As the ready-to-drink tea category continues to grow, larger companies are attempting to squeeze into the market by reinventing and extending their current brands; both Coca-Cola and PepsiCo. have come out with new products to compete within the category. The rise in competition and consumer demand has also pushed existing RTD tea brands, like Snapple, to make drastic changes in the hopes of remaining a category leader.
Snapple recently debuted their new packaging, by CBX, but new doesn’t always mean better. While past Snapple designs have been minimal and straightforward, making the product easy to identify and understand, the re-design features a multitude of different elements that further clutter the small amount of real estate on the label.
Maybe we’re just die-hards for the previous label, or maybe the redesign just doesn’t work. Either way, here’s three new things that would have been better left untouched:
1. Logo: In addition to placing the logo at an angle, an illustrated sun has been added to lock-up the “All Natural” call-out. It’s possible that the logic behind this design decision was that it added personality and redefined the idea of the sun in conjunction with tea but we’re still not sold on the execution. The old logo manages to convey the idea of the sun through a series of rays located behind the original, straight-forward logo, which, in this case, is the more effective design element of the two.
2. Call-Outs: The old PDP utilized a single call-out to convey a specific product attribute. The redesign added an additional call-out that includes their tagline, “The BEST stuff in the world”. With strategic advertising and marketing pursuits, consumers should already associate Snapple with “The BEST stuff in the world”, making it redundant to have on pack. Other design decisions involved locking up and arching the flavor call-out at the top of pack making, it more difficult to read than the previous label.
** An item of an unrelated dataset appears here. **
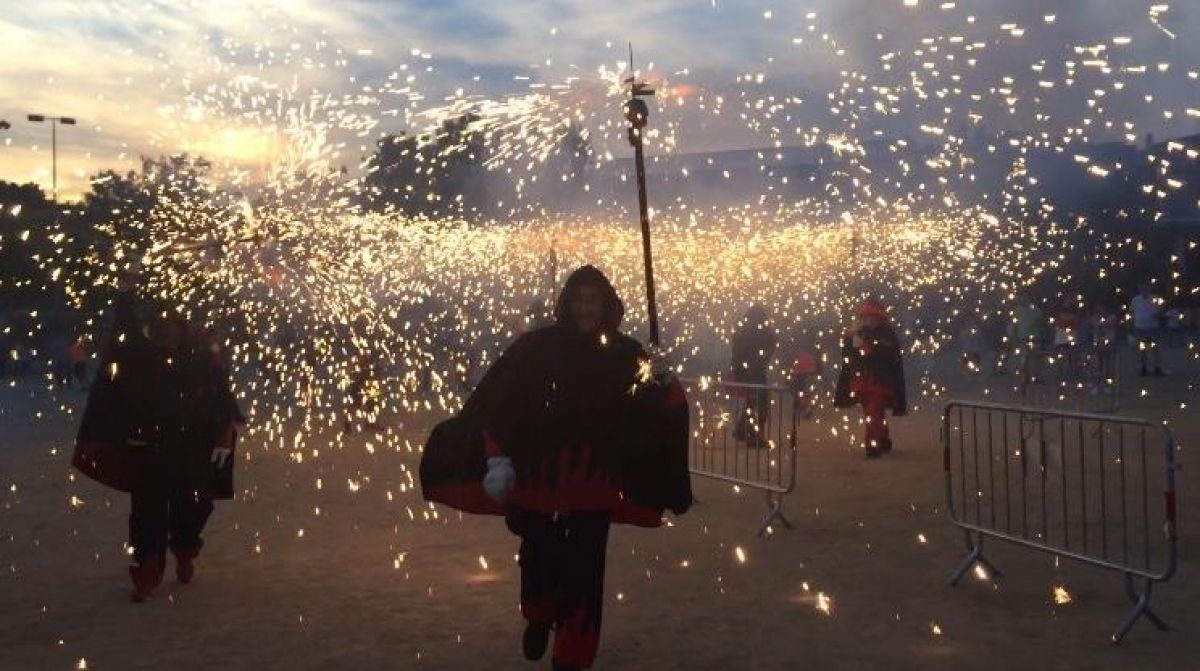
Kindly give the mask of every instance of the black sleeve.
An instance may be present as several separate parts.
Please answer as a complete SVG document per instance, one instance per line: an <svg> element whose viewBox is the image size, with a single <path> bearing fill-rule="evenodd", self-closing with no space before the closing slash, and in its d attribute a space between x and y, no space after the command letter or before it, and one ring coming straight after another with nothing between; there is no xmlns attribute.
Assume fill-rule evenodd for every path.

3. Communication: Brand personality is a small detail that, when done well, creates a lasting positive impression. While Snapple has always had a strong tone, they’ve included small phrases near the ingredient photography that attempt to reinforce their personality. Unfortunately, the phrases are unoriginal and don’t provoke any sort of feeling for Snapple or the consumer. They’ve also chosen to use an entirely new typeface to introduce the new verbiage that competes with current brand assets.
While we appreciate Snapple’s attempt to stay competitive in the RTD tea category, it may not have been the best way to allocate resources. The original bottle’s success was due in large part to its simplicity and clear communication, something the redesign, unfortunately, lacks.